School officials at Cape Fear Community College and the University of North Carolina Wilmington are developing updated graduation plans under the new Comprehensive Articulation Agreement, which creates clearer paths for students to transfer to four-year universities. Officials at both schools say the new agreement streamlines the transfer process and gives students better guidelines that could help them graduate on time.
Under the old articulation agreement, which was signed in 1997, community college students often weren’t clear on which classes would transfer to a four-year university. Some classes would only count as electives rather than fulfilling general education requirements, and students would end up repeating classes or taking longer than they’d planned to graduate. The new agreement aims to correct that.
UNC-system schools must create graduation plans for all undergraduate majors by May 1 under the new agreement, which was signed in February. Academic departments at UNCW and across the system are creating those plans now, said Terry Curran, UNCW’s associate provost for enrollment management.
Each system school is creating graduation plans in 11 academic pathways, including business, education, biology, history and English, Curran said. The challenge is making the plans specific enough for individual majors but flexible enough so students who decide to change their majors can do so.

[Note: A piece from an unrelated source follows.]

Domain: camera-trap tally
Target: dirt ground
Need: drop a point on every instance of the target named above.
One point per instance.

“When you’re 17, you’re still trying to figure out who you are, not what you’re going to be,” Curran said. “The strength of the program is to provide as much information as possible so there’s a coordination between the community college and the senior universities so we understand, when you migrate these courses, exactly what you’re getting.”
Community colleges are also eliminating their pre-major programs under the agreement, said Amanda Lee, CFCC’s vice president of instructional services. Before, if students knew they wanted to go to UNCW and major in communications, they would choose the pre-communications major at CFCC.
Now, they’ll choose either an associate of arts or sciences degree and take a college and study skills class intended to help them decide both their future major and future school.
“The student will then have to look at the university and map out their own plan for the classes they’re going to take,” Lee said. “That’s a huge, huge change, but it’s so much more effective. They’re going to be more proactive, more realistic, have a much better idea of what they’re getting into.”
General education classes will transfer one-to-one, Lee said. If a student takes an English composition class at CFCC, she will get credit for an English composition class at UNCW. That’s a change from the earlier articulation agreement, Lee said. Before, students had to complete a two-year associate’s degree to guarantee that all their classes would transfer.
The new agreement’s emphasis on smoother transfers of general education classes doesn’t prevent students from taking electives, Lee said, noting that was something CFCC officials were concerned about when the articulation agreement process began.
“We want them to still have electives, and they still do,” Lee said. “They can still take anthropology, take communications, take some classes that they’ve never been exposed to at all. Sometimes, if you’re undecided, that’s where you find your career.”
Overall, the new agreement could help students graduate sooner, UNCW Chancellor Gary Miller told trustees at their April meeting.
“If you want to finish in four years and you make these choices, you will,” Miller said. “We’ll provide the courses. We’ll have it ready for you.”